The trial court further found:
(a) "Defendant did not unreasonably prefer other creditors of Pix over the plaintiffs in asserting successorship liability against Dairy.
(b) "Defendant had a reasonable basis to hold Dairy as a successor to Pix, and it was reasonable for the defendant to classify the plaintiffs differently from other creditors.
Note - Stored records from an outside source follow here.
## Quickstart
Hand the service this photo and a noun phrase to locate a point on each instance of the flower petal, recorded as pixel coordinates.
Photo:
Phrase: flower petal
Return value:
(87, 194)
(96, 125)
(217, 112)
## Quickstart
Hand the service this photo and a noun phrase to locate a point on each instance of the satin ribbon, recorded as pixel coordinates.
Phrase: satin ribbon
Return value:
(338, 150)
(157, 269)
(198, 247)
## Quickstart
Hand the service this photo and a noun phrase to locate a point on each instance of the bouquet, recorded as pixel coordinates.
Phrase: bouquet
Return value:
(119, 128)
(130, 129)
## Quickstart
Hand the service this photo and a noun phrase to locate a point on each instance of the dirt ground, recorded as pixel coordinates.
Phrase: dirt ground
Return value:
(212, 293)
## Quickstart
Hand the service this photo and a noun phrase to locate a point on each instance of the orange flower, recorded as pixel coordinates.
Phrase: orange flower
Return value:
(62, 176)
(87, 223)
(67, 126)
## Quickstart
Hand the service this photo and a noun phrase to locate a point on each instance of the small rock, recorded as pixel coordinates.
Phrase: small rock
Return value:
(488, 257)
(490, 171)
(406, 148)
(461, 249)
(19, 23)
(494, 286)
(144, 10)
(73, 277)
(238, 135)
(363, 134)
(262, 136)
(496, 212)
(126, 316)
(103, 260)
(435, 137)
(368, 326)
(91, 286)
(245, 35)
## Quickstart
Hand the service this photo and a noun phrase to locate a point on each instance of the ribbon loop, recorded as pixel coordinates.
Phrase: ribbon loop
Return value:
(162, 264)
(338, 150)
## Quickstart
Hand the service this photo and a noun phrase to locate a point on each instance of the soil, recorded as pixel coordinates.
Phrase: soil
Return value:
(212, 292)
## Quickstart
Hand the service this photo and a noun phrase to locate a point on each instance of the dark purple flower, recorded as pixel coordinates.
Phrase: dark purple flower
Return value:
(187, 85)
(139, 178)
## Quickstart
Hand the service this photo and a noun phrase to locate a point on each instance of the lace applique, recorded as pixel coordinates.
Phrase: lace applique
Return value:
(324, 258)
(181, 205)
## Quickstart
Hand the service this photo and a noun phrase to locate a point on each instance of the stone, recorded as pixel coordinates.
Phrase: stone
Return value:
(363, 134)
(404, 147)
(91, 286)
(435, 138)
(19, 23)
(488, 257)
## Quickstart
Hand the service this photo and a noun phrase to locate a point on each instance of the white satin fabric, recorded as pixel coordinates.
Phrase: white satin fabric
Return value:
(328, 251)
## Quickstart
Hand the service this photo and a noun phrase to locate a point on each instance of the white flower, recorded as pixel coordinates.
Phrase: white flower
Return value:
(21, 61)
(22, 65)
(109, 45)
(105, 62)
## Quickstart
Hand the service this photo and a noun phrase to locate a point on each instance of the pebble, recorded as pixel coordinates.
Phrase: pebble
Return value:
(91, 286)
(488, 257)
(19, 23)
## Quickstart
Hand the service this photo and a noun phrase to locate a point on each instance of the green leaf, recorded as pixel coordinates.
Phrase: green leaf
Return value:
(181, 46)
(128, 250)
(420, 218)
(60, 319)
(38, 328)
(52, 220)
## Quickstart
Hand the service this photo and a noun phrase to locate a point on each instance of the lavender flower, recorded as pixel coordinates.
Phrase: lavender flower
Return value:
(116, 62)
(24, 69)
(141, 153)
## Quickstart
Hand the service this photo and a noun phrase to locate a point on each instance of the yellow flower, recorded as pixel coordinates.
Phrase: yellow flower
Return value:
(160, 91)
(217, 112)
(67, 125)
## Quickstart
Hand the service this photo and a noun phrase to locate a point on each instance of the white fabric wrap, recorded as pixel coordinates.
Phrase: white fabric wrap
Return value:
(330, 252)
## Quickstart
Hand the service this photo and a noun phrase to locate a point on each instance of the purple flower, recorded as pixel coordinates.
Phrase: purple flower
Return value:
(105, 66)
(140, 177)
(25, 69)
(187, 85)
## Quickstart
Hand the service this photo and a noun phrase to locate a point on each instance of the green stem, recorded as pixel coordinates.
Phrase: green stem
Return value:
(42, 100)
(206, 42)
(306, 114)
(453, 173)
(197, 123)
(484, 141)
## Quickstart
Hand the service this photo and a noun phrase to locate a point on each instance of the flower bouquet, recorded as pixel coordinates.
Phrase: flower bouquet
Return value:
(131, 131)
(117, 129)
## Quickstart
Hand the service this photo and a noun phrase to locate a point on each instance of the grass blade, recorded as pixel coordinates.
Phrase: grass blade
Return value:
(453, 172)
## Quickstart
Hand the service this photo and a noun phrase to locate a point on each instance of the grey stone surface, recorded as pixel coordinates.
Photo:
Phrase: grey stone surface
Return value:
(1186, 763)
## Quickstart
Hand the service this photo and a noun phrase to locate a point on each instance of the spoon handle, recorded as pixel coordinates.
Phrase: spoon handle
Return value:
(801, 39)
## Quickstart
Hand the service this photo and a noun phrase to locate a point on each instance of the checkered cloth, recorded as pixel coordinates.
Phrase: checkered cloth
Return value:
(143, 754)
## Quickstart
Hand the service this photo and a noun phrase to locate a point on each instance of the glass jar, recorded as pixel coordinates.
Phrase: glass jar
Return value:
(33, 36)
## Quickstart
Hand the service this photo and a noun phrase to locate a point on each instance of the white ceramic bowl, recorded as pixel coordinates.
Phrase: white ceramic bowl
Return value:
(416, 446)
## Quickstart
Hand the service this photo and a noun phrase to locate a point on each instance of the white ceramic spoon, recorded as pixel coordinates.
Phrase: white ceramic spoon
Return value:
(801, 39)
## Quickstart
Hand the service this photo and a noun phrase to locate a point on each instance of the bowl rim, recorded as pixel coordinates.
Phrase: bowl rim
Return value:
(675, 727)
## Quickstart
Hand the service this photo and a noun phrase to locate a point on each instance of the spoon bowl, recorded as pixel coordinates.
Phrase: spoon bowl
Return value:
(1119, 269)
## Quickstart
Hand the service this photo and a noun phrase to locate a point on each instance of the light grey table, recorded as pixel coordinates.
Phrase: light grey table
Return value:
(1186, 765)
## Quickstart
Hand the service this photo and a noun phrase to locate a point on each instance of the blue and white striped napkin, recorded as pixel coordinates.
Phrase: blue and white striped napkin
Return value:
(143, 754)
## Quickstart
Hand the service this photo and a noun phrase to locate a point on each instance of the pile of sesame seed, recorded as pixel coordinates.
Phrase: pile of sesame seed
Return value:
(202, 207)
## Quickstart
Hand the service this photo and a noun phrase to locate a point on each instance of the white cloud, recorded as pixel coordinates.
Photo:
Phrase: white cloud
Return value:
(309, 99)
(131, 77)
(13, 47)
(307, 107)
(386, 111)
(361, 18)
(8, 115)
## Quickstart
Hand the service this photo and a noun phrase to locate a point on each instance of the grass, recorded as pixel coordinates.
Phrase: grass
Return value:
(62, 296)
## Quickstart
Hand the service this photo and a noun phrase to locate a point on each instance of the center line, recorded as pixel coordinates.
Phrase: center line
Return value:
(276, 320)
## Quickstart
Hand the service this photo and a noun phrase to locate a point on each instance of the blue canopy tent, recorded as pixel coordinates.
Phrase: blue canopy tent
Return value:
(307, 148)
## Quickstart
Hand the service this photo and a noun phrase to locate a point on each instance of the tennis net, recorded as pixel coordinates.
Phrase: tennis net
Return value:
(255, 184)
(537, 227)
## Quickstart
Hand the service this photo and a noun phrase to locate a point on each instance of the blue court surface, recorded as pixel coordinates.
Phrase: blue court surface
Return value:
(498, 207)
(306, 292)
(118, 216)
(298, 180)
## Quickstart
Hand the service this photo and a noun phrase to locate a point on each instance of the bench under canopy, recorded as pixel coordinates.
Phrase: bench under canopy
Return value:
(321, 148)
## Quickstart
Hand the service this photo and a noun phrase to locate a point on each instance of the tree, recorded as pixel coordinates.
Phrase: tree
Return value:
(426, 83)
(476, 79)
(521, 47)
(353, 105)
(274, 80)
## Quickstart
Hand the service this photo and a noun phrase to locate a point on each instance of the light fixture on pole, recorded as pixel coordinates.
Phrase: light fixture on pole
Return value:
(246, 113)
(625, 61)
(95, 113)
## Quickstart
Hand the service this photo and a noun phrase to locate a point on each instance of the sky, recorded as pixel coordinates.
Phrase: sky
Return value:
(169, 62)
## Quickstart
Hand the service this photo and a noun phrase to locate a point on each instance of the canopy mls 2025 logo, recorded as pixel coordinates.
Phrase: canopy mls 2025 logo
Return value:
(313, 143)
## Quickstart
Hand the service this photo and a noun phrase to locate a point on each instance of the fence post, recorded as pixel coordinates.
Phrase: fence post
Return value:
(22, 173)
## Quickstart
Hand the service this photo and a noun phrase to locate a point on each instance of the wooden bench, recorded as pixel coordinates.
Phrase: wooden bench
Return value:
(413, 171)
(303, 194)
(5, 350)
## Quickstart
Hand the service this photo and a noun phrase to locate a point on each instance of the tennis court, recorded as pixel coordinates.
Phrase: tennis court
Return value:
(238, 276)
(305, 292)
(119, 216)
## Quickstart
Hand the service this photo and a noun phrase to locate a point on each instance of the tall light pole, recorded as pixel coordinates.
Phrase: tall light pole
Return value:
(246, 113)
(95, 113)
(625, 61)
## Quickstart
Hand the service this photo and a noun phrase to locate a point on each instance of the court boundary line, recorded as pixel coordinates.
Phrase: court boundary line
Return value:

(c) "Sections 6811 and 6812 of the Revenue and Taxation Code did not unreasonably prefer other creditors of Pix over the plaintiffs; the sections had a reasonable basis upon which successorship liability was imposed upon Dairy, and it was reasonable for the sections to classify the plaintiffs differently from other creditors.
(d) "Defendant in its assessment and collection activities imposed a reasonable duty upon Dairy to provide for payment of Fix's unpaid tax liability in the negotiations resulting in Dairy's purchase of Fix's business and assets, and imposed a reasonable duty upon Dairy to withhold sufficient of the purchase price to pay Fix's tax liability to defendant.
(e) "Sections 6811 and 6812 of the Revenue and Taxation Code imposed a reasonable duty upon Dairy to provide for payment of Fix's unpaid tax liability in the negotiations resulting in Dairy's purchase of Fix's business and assets, and imposed a reasonable duty upon Dairy to withhold sufficient of the purchase price to pay Fix's tax liability to defendant."
The trial court further concluded that:
"Equity and good conscience dictates that the plaintiffs cannot now assert the argument that the defendant should have held Creamery rather than Dairy as a successor to Pix. Otherwise, Creamery, as the surviving corporation in the merger with Dairy, would be unjustly enriched in the amount of any refund while escaping its liability as a successor to Pix."
In Eght of our interpretation of sections 6811 and 6812 of the Revenue and Taxation Code and our interpretation of the facts, the trial court's findings and conclusions were correct and well supported by the evidence.
The judgment is affirmed.
Roth, P. J., and Herndon, J., concurred.
Appellants' petition for a hearing by the Supreme Court was denied December 17, 1970.
Part of the liquidation plan, which we consider irrelevant to the disposition of the case, provided that Fix's assets were first delivered to La Bon Products Co., another wholly owned subsidiary of Creamery. La Bon Products Co. simultaneously nominated Dairy to receive the assets and Dairy accepted said nomination.
Section 26 of the Retail Sales Act. This section is a predecessor of sections 6811 and 6812 of the Revenue and Taxation Code.
Robert E. Osborne and I. L. Bibler were vice-president and secretary, respectively, of La Bon Products Co. (See fn. 1 on p. 4.)